Had Partner Steel weld 1 inch hex nuts to the 4 corners of the female section, and 2 hex nuts to the outer corners of the male section. Carry 1 inch X 4 inch long lag bolt "legs" Compacts neatly for storage in my dry box. The legs screw on and off easily, and are even slightly adjustable to level the fire pan. I use a fire blanket under the fire pan for ground protection, and it prevents sinking into soft sand. Works super. Cheap & very effective. I can't claim the design on this one.....saw it posted by another Buzzard on a previous fire pan thread.


----------



## TriBri1 (Nov 15, 2011)

That's a nice setup, I have the same pan sans bolts. I should look into having a few welded on. I like that the whole set fits in a rocketbox along with a shovel, hatchet and four fire logs.


----------



## cataraftgirl (Jun 5, 2009)

TriBri1 said:


> That's a nice setup, I have the same pan sans bolts. I should look into having a few welded on. I like that the whole set fits in a rocketbox along with a shovel, hatchet and four fire logs.

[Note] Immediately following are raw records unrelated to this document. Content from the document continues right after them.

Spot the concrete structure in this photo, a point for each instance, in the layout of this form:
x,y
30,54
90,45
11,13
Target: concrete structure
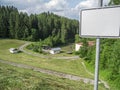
x,y
13,50
77,46
55,50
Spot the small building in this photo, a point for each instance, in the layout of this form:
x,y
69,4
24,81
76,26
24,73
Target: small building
x,y
78,46
55,50
13,50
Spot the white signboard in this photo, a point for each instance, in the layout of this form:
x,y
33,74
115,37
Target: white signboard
x,y
100,22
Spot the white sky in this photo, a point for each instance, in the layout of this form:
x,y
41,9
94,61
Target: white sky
x,y
67,8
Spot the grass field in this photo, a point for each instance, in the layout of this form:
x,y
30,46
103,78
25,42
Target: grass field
x,y
66,66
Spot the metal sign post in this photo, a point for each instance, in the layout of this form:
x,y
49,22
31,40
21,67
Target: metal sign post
x,y
100,22
96,77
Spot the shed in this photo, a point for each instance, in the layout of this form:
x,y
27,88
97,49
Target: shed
x,y
55,50
78,46
13,50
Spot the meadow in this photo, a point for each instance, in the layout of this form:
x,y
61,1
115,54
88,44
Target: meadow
x,y
12,78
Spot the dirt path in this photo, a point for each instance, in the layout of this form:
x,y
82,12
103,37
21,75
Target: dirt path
x,y
50,72
42,56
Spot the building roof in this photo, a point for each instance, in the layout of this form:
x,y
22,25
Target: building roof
x,y
55,49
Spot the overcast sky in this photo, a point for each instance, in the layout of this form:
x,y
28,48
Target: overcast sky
x,y
67,8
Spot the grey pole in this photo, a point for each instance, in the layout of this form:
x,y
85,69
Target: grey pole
x,y
97,64
96,78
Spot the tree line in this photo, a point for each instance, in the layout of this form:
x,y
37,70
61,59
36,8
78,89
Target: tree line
x,y
19,25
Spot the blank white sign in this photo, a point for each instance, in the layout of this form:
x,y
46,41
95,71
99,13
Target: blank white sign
x,y
100,22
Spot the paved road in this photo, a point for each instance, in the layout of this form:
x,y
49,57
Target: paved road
x,y
71,77
44,56
49,72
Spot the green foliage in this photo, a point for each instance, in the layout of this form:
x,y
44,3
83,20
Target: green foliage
x,y
34,27
109,59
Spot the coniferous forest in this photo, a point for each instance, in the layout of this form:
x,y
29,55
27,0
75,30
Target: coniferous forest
x,y
61,30
18,25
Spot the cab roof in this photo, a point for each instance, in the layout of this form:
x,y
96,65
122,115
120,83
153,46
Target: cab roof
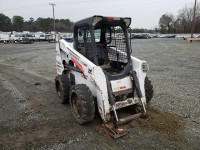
x,y
94,20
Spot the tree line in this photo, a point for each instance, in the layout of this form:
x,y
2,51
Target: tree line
x,y
17,23
182,23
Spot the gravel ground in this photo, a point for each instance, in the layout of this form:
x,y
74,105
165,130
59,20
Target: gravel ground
x,y
32,118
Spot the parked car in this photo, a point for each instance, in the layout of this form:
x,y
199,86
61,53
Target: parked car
x,y
4,37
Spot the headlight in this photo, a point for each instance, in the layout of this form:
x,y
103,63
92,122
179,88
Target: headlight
x,y
145,67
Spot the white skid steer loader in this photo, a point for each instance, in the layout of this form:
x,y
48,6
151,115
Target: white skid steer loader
x,y
97,68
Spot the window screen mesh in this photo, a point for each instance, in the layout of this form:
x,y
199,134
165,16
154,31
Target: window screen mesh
x,y
84,43
117,50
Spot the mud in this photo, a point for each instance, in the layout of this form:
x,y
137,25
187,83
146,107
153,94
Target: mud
x,y
32,118
164,123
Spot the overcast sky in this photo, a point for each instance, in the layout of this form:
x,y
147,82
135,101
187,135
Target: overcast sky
x,y
144,13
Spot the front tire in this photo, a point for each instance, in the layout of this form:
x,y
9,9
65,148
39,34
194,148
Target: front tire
x,y
82,103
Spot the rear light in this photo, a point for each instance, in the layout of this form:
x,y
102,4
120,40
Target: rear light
x,y
110,18
113,18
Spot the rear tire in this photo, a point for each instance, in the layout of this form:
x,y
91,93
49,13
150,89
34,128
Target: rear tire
x,y
82,103
148,90
63,84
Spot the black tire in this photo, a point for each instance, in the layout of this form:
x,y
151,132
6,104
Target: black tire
x,y
63,85
148,90
82,103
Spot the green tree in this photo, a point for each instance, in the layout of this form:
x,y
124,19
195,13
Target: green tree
x,y
5,23
18,23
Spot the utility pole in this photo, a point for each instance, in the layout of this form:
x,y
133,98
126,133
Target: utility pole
x,y
193,20
52,4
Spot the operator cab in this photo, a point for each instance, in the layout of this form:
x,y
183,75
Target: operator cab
x,y
104,41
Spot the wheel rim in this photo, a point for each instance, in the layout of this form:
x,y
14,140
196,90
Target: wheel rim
x,y
76,106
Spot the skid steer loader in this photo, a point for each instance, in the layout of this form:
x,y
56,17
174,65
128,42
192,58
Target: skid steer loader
x,y
97,68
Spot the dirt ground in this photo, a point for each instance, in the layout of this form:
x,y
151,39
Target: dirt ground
x,y
32,118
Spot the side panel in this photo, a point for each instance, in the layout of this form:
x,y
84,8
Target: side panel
x,y
137,66
59,65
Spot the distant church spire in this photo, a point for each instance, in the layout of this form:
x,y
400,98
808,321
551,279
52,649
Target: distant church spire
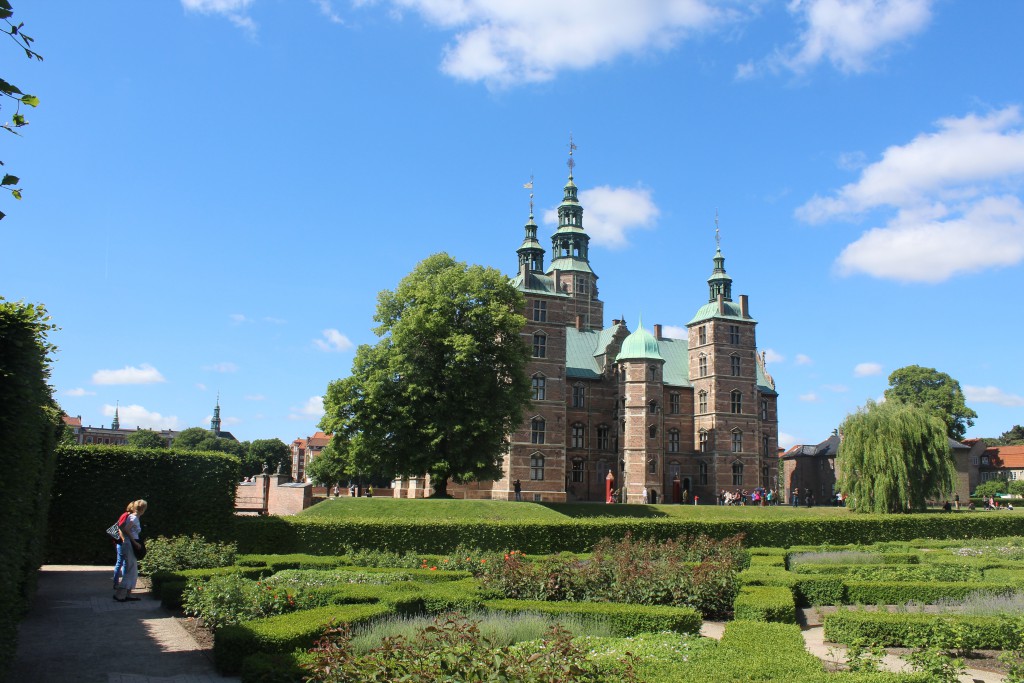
x,y
215,423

I really like it a lot. You can't beat the size, weight, and price. If I know I'm going to grill on a trip, I carry a small grill top that fits on top of the fire pan. Since I needed a new fire pan, I had Partner weld the hex nuts on up front, so I knew they were done right.


----------



## BilloutWest (Jan 25, 2013)

Turner said:


> It's even cheaper here:
> 
> Tye Works LLC


 Not only is the price down to $145, (+ $15 shipping), but the weight is down from the eBay listing too.


> This is a simple Fire Pan that assembles in seconds and weighs only *12.5 pounds*.


It does look fabulous.











Additionally, the fitted cover for packing would make a nice place to set the DO lids while cooking/serving.
Use as a reflective surface for heat at first.










=========

21" x 15" (Meets wilderness camping regulations for the NPS and USFS)

Now includes a storage bag as well


----------



## BilloutWest (Jan 25, 2013)

*Two caveats*

Those legs look like they'd poke right through sand and would need a base.

The cover is aluminum.


----------



## cataraftgirl (Jun 5, 2009)

BilloutWest said:


> Not only is the price down to $145, (+ $15 shipping), but the weight is down from the eBay listing too.
> 
> 
> It does look fabulous.
> ...


The online version does not include the lid and carry. That's probably the difference in price & weight for the Ebay version.


----------



## cataraftgirl (Jun 5, 2009)

BilloutWest said:


> Those legs look like they'd poke right through sand and would need a base.
> 
> The cover is aluminum.


When you use a fire blanket, it keeps the legs from sinking. Or you could use the lid as a sturdy base. I like the lip on the grill to keep the dogs & brats from rolling off. Nice idea.


----------